Remove HTML tags

Constantine_Figueroa · October 1, 2018, 10:41pm

Can anyone refresh my mind on regex to remove html tags from a string generated by another regex match?
Thanks in advance!!

Tim_Parnell · October 1, 2018, 10:49pm

What have you tried that hasn’t worked? RegExRx is a great way to work out your regular expressions before using them in Xojo.
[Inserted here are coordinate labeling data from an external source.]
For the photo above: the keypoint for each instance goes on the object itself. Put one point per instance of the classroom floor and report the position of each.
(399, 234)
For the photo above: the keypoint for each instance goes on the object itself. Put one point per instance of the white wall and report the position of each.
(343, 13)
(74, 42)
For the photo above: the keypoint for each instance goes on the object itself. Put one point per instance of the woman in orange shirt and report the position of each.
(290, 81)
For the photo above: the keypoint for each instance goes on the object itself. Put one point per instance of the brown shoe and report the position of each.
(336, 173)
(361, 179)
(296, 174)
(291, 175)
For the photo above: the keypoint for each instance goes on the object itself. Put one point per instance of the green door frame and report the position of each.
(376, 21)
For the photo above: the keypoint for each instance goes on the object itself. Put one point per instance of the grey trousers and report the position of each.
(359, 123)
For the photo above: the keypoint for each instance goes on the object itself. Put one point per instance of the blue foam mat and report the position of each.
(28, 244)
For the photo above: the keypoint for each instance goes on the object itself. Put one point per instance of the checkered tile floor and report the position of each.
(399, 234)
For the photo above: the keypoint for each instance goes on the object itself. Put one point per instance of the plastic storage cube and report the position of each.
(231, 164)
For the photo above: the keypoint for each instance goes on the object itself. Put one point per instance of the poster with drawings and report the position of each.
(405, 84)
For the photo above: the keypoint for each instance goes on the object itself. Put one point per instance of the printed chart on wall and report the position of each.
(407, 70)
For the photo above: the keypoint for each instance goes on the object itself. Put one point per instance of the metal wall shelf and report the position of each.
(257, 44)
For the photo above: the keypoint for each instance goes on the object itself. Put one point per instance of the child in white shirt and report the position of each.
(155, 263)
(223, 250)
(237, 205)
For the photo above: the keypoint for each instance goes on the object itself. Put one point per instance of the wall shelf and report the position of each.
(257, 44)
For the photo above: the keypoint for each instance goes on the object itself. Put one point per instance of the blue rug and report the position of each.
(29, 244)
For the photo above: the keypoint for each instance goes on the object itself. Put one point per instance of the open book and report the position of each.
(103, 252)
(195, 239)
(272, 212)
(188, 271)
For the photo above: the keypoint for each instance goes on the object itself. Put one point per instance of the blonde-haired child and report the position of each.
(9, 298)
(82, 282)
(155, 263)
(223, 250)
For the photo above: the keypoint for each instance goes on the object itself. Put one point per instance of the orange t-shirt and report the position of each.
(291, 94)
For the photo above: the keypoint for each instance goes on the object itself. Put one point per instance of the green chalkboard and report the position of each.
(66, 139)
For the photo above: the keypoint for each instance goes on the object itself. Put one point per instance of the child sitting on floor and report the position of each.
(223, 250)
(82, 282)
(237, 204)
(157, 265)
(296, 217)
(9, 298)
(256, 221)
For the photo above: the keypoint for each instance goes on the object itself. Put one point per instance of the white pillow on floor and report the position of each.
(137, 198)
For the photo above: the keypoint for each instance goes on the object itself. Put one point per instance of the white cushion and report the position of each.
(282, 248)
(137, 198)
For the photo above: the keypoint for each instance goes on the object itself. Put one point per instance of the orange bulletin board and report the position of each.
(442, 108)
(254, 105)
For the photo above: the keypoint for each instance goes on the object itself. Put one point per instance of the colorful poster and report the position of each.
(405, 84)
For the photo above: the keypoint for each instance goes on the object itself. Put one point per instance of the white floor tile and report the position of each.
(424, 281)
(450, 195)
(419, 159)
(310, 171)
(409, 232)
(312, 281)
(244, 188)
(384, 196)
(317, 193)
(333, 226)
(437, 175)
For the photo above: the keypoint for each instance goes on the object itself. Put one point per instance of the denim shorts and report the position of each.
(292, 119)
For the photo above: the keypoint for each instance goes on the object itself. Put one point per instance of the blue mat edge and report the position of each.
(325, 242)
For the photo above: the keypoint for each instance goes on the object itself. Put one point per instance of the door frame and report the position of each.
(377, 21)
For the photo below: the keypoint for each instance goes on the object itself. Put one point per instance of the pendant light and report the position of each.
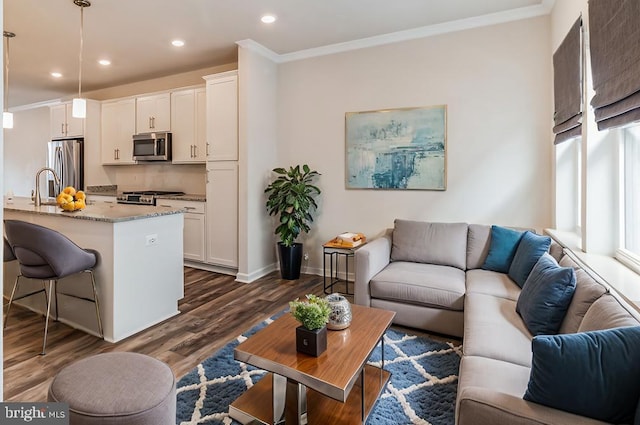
(79, 109)
(7, 117)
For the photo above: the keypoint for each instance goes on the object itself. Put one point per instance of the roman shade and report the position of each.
(615, 61)
(567, 85)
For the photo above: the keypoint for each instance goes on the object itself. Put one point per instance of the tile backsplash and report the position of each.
(188, 178)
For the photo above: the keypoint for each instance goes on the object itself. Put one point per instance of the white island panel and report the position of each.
(139, 274)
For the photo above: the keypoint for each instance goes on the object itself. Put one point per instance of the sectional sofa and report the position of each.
(527, 360)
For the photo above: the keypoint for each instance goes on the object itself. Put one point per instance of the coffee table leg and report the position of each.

Constantine_Figueroa · October 1, 2018, 11:05pm

i am cycling thru the same regex search pattern and end up with a match that has html tags around the actual content i need - those tags could be font color and/or font style - i dont need them - so if you have a reference i can use to add regex that removes those HTML tags then simply let me know otherwise… thanks!

Constantine_Figueroa · October 2, 2018, 12:17am

papa = mtch0.SubExpressionString( 1 )
papa_final_lines = ReplaceAll(papa ,"/<cite\\ .*?<\\/.*?cite>/i","")
papa_final_lines = ReplaceAll(papa_final_lines ,"/<font\\ .*?<\\/.*?font>/i","")

papa is a string found via regex match:

<font color="blue"><cite>NeedToCleanThisTextString</cite></font>

Hi Tim - I think i forgot something after few years of not touching RB/XOJO

Maximilian_Tyrtania · October 2, 2018, 5:23am

If using the MBS plugins is an option, check out the RemoveHTMLTagsMBS -function at https://www.monkeybreadsoftware.net/string-string-method1.shtml.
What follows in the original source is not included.